Page fetching uses a tokio::sync::Semaphore to bound concurrency. The fetch pipeline:

  1. Call read_wiki_structure → get ordered list of pages.
  2. Apply include/exclude filters.
  3. Spawn one task per page, gated by the semaphore.
  4. Collect results into a Vec<Page> preserving the original order.
  5. Pass to the compiler for output assembly.

The semaphore default of 4 is conservative to be respectful of the free DeepWiki MCP endpoint. Users can increase it, but the tool should document that aggressive concurrency may result in rate limiting.


Error Handling

The tool should handle these failure modes gracefully:

  • Network errors / timeouts — retry each page up to 3 times with exponential backoff (1s, 2s, 4s). After exhausting retries, log the failure and continue with remaining pages. The final output should note which pages failed.
  • MCP protocol errors — if initialization fails, exit with a clear error message suggesting the endpoint may be down. If tools/list returns unexpected schemas, log a warning and attempt to proceed with best-guess arguments.
  • Repository not indexed — if read_wiki_structure returns an error indicating the repo isn't on DeepWiki, print a helpful message: "Repository 'owner/repo' is not indexed on DeepWiki. Visit https://deepwiki.com to request indexing."
  • Partial failures — the tool should always produce output for whatever pages it successfully fetched, appending a summary of failures at the end.

Future Extensions

These are explicitly out of scope for v0.2.0 but worth designing around:

  • --ask <QUESTION> — pipe the compiled wiki to the ask_question tool and print the answer.

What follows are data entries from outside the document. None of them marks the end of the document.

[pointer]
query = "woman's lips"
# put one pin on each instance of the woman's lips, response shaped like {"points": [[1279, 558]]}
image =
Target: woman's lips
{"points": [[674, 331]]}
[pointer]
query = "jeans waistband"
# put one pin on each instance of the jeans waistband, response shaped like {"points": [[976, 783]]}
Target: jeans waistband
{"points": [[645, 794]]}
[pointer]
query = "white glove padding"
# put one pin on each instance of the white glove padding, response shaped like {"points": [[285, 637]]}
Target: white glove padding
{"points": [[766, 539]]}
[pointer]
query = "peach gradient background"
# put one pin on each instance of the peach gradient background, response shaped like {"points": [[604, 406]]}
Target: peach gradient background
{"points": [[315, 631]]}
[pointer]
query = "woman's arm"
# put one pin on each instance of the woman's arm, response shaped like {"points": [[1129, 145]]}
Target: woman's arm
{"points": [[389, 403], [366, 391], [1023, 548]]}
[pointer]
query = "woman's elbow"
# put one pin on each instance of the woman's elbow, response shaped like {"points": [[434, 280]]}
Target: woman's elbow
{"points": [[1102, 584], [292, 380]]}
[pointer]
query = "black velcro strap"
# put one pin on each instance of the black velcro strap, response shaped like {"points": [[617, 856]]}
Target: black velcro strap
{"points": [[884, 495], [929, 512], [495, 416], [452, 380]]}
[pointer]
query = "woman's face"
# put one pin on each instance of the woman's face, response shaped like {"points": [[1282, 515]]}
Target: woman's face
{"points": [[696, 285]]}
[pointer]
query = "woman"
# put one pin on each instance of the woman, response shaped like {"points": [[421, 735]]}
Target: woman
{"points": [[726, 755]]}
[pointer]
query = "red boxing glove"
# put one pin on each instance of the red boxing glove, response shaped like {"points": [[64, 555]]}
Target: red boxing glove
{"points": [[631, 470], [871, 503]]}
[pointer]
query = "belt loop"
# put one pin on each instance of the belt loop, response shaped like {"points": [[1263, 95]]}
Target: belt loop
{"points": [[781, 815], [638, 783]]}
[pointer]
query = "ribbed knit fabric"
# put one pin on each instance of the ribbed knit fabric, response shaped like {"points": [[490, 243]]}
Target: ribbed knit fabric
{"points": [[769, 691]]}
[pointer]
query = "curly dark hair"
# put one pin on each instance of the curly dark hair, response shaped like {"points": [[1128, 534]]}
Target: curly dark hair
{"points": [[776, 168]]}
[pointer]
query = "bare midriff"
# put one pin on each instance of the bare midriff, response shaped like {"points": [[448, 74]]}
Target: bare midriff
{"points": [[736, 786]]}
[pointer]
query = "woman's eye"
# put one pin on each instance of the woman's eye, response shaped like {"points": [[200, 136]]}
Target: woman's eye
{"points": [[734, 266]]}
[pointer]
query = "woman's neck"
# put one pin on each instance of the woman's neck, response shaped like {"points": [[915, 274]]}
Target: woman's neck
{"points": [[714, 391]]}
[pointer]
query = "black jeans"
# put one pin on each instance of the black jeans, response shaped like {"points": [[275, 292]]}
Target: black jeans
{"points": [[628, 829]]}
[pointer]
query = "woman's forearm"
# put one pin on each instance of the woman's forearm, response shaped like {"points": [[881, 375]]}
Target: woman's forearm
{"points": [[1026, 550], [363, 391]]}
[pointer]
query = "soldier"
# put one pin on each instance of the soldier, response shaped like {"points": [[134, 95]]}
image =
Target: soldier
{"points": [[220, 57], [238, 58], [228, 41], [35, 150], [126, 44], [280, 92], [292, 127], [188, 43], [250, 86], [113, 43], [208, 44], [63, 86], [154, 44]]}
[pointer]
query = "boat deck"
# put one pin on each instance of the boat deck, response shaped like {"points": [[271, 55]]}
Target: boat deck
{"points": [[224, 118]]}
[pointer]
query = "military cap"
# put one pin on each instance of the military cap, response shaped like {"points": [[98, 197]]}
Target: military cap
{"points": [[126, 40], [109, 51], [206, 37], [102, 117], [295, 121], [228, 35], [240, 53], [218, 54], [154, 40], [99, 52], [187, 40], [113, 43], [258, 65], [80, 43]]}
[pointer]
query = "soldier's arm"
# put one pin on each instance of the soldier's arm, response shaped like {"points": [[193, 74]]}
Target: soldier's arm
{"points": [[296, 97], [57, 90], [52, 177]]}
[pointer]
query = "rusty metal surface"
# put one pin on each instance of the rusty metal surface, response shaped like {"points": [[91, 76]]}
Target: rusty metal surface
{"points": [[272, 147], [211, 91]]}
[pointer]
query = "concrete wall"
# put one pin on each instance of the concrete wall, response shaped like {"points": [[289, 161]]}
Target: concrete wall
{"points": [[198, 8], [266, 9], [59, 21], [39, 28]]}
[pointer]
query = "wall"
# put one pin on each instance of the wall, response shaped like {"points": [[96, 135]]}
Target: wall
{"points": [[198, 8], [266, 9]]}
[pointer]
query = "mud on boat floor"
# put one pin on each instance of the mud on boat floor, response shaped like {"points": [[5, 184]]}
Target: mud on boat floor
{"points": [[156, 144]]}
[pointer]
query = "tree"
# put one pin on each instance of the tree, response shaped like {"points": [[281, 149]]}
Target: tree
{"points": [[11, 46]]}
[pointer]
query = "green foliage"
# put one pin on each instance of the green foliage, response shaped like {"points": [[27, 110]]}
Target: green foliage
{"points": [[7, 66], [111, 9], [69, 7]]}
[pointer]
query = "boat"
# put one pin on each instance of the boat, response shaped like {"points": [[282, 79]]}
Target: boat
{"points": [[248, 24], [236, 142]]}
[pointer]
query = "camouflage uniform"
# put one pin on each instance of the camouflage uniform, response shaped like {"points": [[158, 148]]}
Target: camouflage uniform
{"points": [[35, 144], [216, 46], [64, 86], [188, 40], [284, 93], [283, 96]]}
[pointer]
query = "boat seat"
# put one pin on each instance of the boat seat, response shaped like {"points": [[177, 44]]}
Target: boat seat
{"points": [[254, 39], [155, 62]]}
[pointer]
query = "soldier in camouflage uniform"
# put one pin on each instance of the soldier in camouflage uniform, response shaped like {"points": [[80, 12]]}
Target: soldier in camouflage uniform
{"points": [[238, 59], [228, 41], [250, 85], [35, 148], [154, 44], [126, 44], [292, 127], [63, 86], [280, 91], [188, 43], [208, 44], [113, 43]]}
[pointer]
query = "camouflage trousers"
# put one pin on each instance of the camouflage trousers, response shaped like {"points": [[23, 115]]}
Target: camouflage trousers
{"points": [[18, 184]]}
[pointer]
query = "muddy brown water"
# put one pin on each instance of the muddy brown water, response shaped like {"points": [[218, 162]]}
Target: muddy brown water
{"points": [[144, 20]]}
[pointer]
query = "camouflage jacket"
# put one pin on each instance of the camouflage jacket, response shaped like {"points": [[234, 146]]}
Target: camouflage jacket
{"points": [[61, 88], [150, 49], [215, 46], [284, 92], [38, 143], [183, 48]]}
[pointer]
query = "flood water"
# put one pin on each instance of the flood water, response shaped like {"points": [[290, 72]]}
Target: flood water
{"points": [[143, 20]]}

Useful for one-shot queries.
  • Caching — store fetched wikis in ~/.cache/dw2md/ keyed by owner/repo with a TTL. Skip fetching if fresh.
  • Multiple repos — accept multiple repo arguments and compile them into one document or separate files.
  • Diff mode — compare a cached version with the current wiki and show what changed.
  • Piping to clipboarddw2md owner/repo | pbcopy already works since the default output is stdout.

Build & Install

# From source
cargo install --path .

# Or directly from crates.io (once published)
cargo install dw2md

The binary should be statically linkable (no OpenSSL dependency thanks to rustls) and produce a single ~5MB binary.